---
license: mit
library_name: autogluon
pipeline_tag: tabular-classification
datasets:
  - scottymcgee/flowers  
model-index:
  - name: hw2_classical_automl
    results:
      - task:
          type: tabular-classification
          name: Tabular Classification
        dataset:
          name: scottymcgee/flowers  
          type: scottymcgee/flowers  
          split: test
        metrics:
          - name: accuracy
            type: accuracy
            value: 0.87    # <-- replace with your number
          - name: f1_macro
            type: f1
            value: 0.84    # <-- replace with your number
---

# HW2 Classical AutoML — AutoGluon TabularPredictor

## Model Overview
This model was trained using [AutoGluon TabularPredictor] as part of Homework 2 for 24-679.  
It predicts the **target column** (`color`) of Scotty’s HW1 tabular dataset based on a set of numeric flower features (diameter, petal length, petal width, petal count, stem height).  

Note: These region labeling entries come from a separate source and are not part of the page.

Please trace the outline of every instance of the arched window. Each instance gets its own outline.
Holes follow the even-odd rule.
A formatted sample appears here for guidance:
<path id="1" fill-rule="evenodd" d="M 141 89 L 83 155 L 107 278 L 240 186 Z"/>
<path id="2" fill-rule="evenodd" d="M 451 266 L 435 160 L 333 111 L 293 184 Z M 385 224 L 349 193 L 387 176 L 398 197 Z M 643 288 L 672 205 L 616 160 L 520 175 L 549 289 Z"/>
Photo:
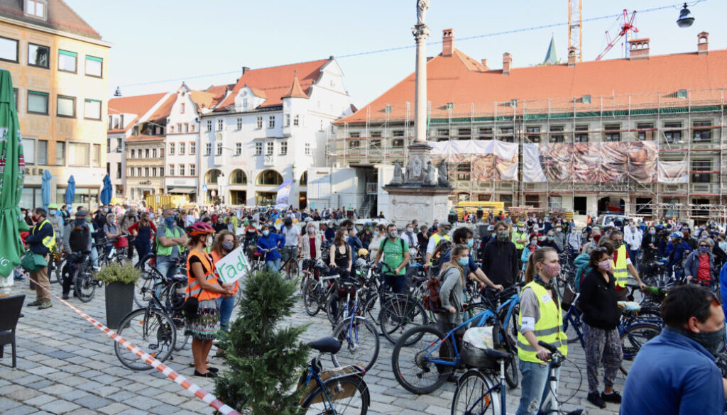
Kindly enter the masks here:
<path id="1" fill-rule="evenodd" d="M 222 174 L 217 169 L 212 169 L 207 174 L 204 175 L 204 182 L 208 185 L 217 185 L 217 177 Z"/>
<path id="2" fill-rule="evenodd" d="M 265 170 L 257 175 L 257 184 L 263 186 L 278 186 L 283 184 L 283 176 L 275 170 Z"/>
<path id="3" fill-rule="evenodd" d="M 237 169 L 230 174 L 230 185 L 246 185 L 247 184 L 247 175 L 242 170 Z"/>

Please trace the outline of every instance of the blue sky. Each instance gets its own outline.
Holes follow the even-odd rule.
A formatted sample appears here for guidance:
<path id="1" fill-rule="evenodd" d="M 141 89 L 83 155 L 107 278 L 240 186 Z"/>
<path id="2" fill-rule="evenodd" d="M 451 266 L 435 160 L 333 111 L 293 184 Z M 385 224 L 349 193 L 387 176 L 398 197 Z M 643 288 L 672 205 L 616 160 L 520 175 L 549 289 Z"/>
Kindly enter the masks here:
<path id="1" fill-rule="evenodd" d="M 413 46 L 415 0 L 65 0 L 106 41 L 112 42 L 109 96 L 117 85 L 125 96 L 176 89 L 185 78 L 193 89 L 231 84 L 242 66 L 252 68 L 342 56 L 377 49 Z M 696 50 L 696 34 L 710 32 L 710 49 L 727 45 L 723 17 L 727 2 L 706 0 L 690 7 L 696 18 L 688 28 L 677 27 L 673 0 L 583 0 L 583 18 L 637 12 L 638 37 L 651 38 L 651 54 Z M 568 20 L 567 0 L 431 0 L 427 23 L 430 41 L 441 41 L 442 30 L 454 29 L 454 46 L 473 58 L 486 58 L 491 68 L 502 68 L 502 53 L 513 55 L 515 67 L 542 62 L 551 34 L 562 60 L 568 48 L 568 28 L 534 29 L 458 41 L 475 36 L 551 25 Z M 584 60 L 593 60 L 606 45 L 604 32 L 618 32 L 615 17 L 585 22 Z M 441 44 L 427 47 L 427 55 Z M 619 42 L 605 59 L 623 55 Z M 414 49 L 352 57 L 339 63 L 352 102 L 361 108 L 414 70 Z M 225 76 L 193 76 L 236 71 Z M 145 85 L 134 85 L 149 83 Z"/>

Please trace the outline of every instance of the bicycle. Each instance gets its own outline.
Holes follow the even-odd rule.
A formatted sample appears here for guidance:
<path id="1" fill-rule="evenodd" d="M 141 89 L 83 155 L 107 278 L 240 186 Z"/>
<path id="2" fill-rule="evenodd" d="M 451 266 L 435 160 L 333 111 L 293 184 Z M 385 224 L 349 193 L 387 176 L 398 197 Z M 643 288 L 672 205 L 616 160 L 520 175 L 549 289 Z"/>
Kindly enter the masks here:
<path id="1" fill-rule="evenodd" d="M 324 337 L 308 343 L 308 347 L 318 353 L 308 363 L 298 381 L 297 390 L 305 388 L 299 404 L 307 410 L 305 414 L 366 415 L 371 396 L 364 380 L 364 368 L 351 365 L 323 369 L 321 355 L 336 355 L 341 349 L 341 342 L 335 338 Z"/>

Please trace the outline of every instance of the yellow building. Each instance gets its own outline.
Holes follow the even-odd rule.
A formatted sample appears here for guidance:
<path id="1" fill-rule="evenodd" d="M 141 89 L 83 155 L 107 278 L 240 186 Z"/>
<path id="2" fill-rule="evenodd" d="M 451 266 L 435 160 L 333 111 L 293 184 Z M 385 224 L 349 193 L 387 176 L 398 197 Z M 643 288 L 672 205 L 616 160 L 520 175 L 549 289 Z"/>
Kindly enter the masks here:
<path id="1" fill-rule="evenodd" d="M 50 171 L 51 203 L 95 204 L 106 174 L 108 49 L 111 44 L 62 0 L 0 2 L 0 67 L 12 74 L 25 158 L 20 205 L 36 207 Z"/>

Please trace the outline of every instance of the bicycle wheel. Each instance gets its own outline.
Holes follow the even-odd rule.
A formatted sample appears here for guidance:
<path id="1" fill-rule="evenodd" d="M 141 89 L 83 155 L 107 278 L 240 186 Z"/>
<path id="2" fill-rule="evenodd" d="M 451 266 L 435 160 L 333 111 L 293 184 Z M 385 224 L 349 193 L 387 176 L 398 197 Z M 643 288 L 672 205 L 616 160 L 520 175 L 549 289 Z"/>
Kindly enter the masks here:
<path id="1" fill-rule="evenodd" d="M 364 379 L 350 376 L 324 382 L 323 388 L 314 390 L 301 407 L 310 415 L 366 415 L 370 400 L 369 387 Z"/>
<path id="2" fill-rule="evenodd" d="M 419 341 L 405 346 L 411 338 L 419 338 Z M 432 360 L 457 363 L 451 340 L 435 327 L 412 327 L 394 345 L 391 368 L 396 381 L 406 390 L 417 395 L 430 393 L 444 384 L 455 367 L 454 364 L 435 364 Z"/>
<path id="3" fill-rule="evenodd" d="M 177 329 L 172 318 L 154 308 L 140 308 L 129 313 L 116 333 L 161 362 L 172 354 L 177 341 Z M 152 368 L 119 342 L 114 342 L 113 349 L 121 364 L 132 370 Z"/>
<path id="4" fill-rule="evenodd" d="M 633 360 L 641 350 L 641 347 L 662 331 L 662 329 L 656 324 L 648 323 L 638 323 L 626 328 L 620 333 L 621 349 L 624 353 L 624 360 Z M 621 364 L 621 371 L 625 375 L 629 371 Z"/>
<path id="5" fill-rule="evenodd" d="M 316 315 L 321 310 L 320 297 L 321 286 L 316 280 L 308 280 L 303 288 L 303 307 L 308 315 Z"/>
<path id="6" fill-rule="evenodd" d="M 342 342 L 341 350 L 331 356 L 333 364 L 343 366 L 359 363 L 371 370 L 379 357 L 379 331 L 363 317 L 344 318 L 333 330 L 333 337 Z"/>
<path id="7" fill-rule="evenodd" d="M 93 299 L 97 285 L 93 278 L 93 270 L 91 267 L 85 264 L 79 267 L 76 276 L 73 277 L 73 291 L 79 299 L 83 302 Z"/>
<path id="8" fill-rule="evenodd" d="M 492 390 L 495 382 L 477 369 L 470 369 L 457 381 L 452 398 L 452 415 L 500 415 L 500 397 Z"/>
<path id="9" fill-rule="evenodd" d="M 422 303 L 412 297 L 394 297 L 386 302 L 381 307 L 379 313 L 379 326 L 381 331 L 392 345 L 395 345 L 406 330 L 413 326 L 423 326 L 429 322 L 427 312 Z M 416 343 L 419 339 L 409 339 L 409 346 Z"/>

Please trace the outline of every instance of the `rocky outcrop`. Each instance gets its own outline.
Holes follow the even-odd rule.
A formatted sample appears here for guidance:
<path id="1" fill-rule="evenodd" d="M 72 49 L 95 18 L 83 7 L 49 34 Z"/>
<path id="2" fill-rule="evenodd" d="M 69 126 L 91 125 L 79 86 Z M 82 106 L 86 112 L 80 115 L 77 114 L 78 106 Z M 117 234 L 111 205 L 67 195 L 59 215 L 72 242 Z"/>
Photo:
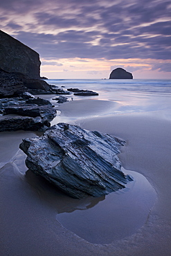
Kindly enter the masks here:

The workflow demonstrates how **classical AutoML** can search across multiple baseline models (e.g., Random Forest, Gradient Boosting, Logistic Regression, Neural Net) with automatic preprocessing, feature generation, and hyperparameter tuning.  

## Dataset
- **Source:** Scotty’s HW1 tabular dataset on Hugging Face (`scottymcgee/flowers`)  
- **Samples:** ~30 original samples, expanded via augmentation  
- **Features:** numeric (flower_diameter_cm, petal_length_cm, petal_width_cm, petal_count, stem_height_cm)  
- **Target:** `color` (multiclass, 6 possible values)  
- **Split:** 80% training, 20% validation  

## Training Configuration
- **Framework:** AutoGluon `TabularPredictor`  
- **Presets:** `medium_quality` (balanced speed vs. accuracy)  
- **Problem Type:** `multiclass` classification  
- **Time Limit:** 600 seconds (10 minutes)  
- **Random Seed:** 42 (for reproducible train/val split)  
- **Hardware:** Google Colab CPU/GPU runtime  

AutoGluon automatically handled:
- Standardization of numeric features  
- Encoding of categorical features (none in this dataset)  
- Model ensembling and stacking  

## Results
- **Best model:** *Reported by AutoGluon leaderboard*  
- **Validation Metric (Weighted F1):** ~0.9 (exact value depends on random seed / run)  
- **Leaderboard:** includes candidate models such as RandomForest, ExtraTrees, GradientBoosting, LightGBM  

*Note:* Due to the small dataset size, metrics may vary slightly across runs.  

## Repository Artifacts
- `autogluon_predictor.pkl` → cloudpickled predictor (loadable if library versions match)  
- `autogluon_predictor_dir.zip` → zipped native AutoGluon directory (preferred for portability)

## AI Tool Disclosure
This notebook used ChatGPT for scaffolding code and documentation.
All dataset selection, training, evaluation, and uploads were performed by the student.